Which employers need insurance and which ones don't?

All employers that have three-plus employees -- including employers that are sole proprietors, corporations, partnerships and limited liability companies -- must maintain workers' compensation insurance. Alternatively, the employer needs to satisfy the requirements for being self-insured.

This requirement applies to all employees except for:

  • "Casual employees" whose employment doesn't fall under the trade of services offered by the employer;
  • Certain railroad employees; domestic servants working for a household; farm workers at farms with fewer than 10 full-time workers;
  • Federal employers in North Carolina; and
  • Those who are selling agricultural products on a commission basis on behalf of the farmers or producers of the products.

It's important to note that sole proprietors with their own businesses, and LLC members or partners will not be counted as one of the three employers that will trigger the workers' compensation requirements. Also, it's important to note that businesses with employees who work in the presence of radiation -- even if they just have one employee -- must maintain workers' compensation insurance.

What if the employees are "independent contractors?"
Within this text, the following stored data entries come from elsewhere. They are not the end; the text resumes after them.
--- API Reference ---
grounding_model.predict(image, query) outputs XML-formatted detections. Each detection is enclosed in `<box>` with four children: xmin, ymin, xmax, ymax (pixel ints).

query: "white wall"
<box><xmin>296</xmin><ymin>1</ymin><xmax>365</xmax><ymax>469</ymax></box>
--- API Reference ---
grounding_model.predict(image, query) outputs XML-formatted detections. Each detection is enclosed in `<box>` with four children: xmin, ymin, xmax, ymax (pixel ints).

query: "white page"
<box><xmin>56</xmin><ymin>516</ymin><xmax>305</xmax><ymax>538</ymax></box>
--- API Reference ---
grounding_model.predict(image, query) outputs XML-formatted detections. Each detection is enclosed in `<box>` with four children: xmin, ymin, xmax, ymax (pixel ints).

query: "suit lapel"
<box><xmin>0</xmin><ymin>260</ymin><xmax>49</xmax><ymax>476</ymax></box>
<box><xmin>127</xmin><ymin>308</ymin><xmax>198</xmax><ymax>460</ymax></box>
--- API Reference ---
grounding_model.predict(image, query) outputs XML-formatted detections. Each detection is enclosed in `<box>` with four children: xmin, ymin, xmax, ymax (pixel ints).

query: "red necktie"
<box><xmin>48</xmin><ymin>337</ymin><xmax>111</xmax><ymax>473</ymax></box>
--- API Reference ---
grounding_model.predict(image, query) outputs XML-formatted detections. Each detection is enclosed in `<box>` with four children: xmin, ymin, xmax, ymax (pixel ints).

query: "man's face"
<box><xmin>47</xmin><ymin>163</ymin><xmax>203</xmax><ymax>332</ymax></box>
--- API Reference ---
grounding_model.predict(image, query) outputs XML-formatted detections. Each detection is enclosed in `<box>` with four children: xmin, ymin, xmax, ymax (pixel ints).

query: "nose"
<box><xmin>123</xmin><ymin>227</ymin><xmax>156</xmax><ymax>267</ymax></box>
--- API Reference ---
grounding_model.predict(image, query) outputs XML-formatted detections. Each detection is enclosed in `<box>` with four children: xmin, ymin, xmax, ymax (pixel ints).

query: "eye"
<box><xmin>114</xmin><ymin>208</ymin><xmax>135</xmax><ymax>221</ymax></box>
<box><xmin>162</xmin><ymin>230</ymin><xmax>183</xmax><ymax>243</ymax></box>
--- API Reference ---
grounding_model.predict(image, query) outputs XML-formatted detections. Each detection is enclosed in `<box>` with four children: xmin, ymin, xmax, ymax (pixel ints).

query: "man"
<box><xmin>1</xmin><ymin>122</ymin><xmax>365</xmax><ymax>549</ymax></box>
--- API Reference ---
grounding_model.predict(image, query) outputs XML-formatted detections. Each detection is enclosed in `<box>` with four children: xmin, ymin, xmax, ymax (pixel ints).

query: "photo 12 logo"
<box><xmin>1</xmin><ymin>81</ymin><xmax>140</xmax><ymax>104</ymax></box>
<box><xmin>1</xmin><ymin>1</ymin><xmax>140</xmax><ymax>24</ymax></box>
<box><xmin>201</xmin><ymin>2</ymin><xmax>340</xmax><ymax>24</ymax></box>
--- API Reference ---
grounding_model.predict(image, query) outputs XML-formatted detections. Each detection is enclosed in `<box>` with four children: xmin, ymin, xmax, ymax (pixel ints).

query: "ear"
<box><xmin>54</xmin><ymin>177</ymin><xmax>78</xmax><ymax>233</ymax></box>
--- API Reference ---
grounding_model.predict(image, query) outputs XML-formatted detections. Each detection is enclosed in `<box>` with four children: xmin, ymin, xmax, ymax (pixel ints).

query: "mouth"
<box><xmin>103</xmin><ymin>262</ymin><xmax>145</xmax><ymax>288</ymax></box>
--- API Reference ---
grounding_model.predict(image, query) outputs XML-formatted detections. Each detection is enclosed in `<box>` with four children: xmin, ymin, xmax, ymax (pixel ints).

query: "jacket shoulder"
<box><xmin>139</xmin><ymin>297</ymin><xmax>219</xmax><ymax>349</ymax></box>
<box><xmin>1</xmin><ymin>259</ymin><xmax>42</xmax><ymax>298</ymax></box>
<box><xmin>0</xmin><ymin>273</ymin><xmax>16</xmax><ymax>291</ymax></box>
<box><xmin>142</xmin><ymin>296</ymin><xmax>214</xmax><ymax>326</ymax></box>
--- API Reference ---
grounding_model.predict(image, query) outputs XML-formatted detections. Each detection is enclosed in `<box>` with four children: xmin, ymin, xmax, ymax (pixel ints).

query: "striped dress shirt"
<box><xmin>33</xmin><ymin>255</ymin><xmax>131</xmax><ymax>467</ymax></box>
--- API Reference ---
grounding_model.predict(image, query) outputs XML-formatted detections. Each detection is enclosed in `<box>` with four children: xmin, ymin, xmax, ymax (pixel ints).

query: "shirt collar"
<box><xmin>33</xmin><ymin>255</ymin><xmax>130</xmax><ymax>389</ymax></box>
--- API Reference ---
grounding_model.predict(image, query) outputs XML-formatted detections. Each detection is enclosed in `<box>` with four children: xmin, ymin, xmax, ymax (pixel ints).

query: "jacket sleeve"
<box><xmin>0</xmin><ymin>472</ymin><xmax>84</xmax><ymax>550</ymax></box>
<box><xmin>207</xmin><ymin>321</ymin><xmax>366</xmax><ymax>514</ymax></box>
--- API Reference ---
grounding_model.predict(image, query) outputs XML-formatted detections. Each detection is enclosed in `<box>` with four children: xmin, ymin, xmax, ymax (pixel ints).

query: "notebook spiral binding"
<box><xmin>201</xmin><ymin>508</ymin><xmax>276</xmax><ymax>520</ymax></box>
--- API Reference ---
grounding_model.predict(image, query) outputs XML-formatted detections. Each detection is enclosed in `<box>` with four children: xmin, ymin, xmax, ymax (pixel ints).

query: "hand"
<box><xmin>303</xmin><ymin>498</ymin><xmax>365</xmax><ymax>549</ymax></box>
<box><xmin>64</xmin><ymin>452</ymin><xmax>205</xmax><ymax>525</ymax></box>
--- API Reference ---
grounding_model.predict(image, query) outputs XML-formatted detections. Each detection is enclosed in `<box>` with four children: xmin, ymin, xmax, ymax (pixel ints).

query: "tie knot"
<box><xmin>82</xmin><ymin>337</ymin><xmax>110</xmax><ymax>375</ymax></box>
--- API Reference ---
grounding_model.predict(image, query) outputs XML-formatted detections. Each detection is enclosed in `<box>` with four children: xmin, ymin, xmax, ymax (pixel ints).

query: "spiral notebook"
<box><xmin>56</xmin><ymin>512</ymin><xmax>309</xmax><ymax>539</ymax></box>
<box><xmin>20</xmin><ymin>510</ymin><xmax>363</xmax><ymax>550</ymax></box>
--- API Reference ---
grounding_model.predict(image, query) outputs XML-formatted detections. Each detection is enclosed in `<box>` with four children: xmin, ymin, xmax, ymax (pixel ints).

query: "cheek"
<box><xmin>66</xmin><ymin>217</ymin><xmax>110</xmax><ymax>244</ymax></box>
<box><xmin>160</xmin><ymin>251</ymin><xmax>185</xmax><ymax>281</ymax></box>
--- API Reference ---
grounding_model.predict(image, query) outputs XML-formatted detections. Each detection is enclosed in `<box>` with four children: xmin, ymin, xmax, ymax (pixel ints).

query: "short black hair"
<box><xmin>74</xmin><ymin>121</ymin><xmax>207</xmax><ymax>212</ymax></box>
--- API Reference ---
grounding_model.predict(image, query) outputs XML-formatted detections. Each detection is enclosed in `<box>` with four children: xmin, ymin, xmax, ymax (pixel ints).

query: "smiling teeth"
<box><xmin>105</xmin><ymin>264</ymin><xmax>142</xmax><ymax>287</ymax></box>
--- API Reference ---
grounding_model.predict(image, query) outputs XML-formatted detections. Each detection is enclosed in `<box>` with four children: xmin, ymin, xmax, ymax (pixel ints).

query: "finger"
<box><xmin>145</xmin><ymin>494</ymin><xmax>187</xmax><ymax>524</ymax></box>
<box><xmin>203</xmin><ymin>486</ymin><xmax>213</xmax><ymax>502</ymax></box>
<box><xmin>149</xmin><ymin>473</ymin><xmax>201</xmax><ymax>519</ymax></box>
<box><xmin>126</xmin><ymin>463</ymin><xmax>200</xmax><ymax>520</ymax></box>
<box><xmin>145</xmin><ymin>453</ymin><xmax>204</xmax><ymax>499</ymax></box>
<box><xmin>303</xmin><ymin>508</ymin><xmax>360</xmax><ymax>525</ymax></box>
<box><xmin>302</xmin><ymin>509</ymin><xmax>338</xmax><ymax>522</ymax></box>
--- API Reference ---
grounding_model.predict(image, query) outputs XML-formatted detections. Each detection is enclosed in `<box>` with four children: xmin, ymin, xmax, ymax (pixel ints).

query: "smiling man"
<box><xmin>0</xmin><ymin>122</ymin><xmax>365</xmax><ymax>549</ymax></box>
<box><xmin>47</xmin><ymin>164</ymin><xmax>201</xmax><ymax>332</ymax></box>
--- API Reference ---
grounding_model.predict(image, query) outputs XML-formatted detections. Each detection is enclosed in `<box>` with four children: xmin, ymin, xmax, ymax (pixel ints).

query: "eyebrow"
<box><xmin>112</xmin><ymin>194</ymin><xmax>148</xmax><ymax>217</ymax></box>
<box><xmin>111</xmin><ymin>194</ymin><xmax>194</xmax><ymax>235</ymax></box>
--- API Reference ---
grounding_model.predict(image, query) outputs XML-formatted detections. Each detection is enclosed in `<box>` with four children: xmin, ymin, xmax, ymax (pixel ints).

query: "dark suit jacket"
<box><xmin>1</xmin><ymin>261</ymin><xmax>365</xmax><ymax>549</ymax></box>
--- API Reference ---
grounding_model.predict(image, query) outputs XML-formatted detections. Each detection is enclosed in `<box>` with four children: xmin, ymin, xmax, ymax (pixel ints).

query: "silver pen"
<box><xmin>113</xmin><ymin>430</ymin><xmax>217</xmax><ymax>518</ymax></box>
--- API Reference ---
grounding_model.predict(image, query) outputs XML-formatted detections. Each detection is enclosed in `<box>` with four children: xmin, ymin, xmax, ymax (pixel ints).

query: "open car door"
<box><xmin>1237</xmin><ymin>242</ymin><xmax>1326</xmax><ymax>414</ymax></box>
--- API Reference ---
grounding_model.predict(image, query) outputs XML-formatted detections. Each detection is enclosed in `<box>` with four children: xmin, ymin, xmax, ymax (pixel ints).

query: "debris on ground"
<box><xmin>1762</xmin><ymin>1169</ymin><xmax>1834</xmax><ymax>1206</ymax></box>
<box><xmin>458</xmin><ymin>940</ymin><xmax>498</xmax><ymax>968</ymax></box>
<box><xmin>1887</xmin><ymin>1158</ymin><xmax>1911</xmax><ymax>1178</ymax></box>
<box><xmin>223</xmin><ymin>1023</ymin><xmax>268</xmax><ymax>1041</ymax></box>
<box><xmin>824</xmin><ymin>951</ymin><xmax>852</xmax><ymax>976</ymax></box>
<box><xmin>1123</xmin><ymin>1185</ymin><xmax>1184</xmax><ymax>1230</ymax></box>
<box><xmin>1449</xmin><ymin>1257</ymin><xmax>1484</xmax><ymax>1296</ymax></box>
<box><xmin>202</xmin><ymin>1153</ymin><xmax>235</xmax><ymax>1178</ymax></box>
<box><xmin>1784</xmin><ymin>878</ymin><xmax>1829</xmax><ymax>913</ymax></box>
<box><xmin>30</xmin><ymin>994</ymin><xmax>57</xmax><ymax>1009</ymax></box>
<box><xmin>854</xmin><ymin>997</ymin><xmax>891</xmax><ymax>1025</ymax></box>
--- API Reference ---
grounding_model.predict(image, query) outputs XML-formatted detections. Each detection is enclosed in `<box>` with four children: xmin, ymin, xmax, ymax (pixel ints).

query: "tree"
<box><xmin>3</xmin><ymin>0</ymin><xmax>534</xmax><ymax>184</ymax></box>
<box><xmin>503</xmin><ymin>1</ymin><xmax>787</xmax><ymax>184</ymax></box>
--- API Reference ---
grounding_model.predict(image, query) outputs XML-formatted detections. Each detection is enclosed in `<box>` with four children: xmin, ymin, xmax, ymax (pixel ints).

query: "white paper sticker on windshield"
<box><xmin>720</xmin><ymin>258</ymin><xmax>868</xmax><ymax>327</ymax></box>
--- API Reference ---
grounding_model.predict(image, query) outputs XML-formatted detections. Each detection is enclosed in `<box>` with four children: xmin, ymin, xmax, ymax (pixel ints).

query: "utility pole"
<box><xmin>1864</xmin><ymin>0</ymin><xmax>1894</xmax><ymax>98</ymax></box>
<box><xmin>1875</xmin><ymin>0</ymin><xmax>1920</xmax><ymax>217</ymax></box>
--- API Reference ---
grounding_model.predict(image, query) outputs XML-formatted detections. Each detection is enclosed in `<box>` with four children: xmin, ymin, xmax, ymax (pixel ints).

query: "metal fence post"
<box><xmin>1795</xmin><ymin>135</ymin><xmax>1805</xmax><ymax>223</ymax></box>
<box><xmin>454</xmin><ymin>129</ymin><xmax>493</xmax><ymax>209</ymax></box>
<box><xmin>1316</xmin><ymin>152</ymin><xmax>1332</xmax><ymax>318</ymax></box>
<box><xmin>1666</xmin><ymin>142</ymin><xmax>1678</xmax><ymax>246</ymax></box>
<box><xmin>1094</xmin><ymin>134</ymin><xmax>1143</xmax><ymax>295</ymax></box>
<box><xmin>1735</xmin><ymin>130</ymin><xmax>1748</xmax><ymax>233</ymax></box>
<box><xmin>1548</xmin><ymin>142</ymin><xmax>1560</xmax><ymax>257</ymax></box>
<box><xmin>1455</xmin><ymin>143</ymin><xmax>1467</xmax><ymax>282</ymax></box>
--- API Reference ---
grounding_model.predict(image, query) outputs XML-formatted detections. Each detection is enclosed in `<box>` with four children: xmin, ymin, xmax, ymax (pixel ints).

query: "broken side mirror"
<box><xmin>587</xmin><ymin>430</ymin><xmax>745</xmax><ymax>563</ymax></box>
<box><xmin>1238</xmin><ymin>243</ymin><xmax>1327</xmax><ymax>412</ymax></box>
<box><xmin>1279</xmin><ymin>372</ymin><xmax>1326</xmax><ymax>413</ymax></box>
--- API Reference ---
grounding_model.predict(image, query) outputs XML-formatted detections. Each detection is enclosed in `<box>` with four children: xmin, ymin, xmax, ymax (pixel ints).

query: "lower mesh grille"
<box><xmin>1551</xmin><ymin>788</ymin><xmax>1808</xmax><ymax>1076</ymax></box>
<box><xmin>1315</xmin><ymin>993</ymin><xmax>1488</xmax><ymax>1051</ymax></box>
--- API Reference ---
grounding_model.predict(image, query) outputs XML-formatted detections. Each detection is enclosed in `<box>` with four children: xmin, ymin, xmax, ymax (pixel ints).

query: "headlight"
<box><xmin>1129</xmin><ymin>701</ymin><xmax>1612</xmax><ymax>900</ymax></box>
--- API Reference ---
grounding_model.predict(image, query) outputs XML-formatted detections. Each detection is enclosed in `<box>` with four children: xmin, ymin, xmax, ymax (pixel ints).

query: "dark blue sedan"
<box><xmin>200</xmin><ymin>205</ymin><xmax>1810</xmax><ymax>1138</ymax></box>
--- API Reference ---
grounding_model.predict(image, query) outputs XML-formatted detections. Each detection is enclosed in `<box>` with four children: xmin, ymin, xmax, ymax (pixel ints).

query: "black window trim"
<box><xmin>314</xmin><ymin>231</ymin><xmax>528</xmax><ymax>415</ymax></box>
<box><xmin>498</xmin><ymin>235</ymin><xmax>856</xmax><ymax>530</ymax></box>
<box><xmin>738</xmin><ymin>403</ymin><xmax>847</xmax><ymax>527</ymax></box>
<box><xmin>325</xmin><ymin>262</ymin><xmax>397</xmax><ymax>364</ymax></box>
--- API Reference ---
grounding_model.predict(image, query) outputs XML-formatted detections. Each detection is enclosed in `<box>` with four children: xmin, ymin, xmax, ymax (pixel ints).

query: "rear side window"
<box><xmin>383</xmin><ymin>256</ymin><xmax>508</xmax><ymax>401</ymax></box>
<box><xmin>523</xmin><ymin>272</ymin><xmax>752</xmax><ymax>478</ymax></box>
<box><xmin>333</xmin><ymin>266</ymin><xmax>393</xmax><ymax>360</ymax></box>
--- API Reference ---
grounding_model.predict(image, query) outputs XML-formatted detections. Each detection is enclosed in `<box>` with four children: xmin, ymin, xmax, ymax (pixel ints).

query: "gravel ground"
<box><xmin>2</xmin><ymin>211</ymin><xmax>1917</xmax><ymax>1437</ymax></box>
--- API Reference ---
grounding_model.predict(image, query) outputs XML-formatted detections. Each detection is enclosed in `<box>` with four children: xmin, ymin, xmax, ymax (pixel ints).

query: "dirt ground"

Employers do not absolve themselves of liability for workers' compensation payments simply by trying to classify their employees as independent contractors. Only certain workers may be classified as "independent contractors" under North Carolina workers' compensation laws. Therefore, employers and employees alike should make sure they fully understand what their or their employees' true status is under the Workers' Compensation Act for the purpose of assessing the liability to pay injured worker benefits.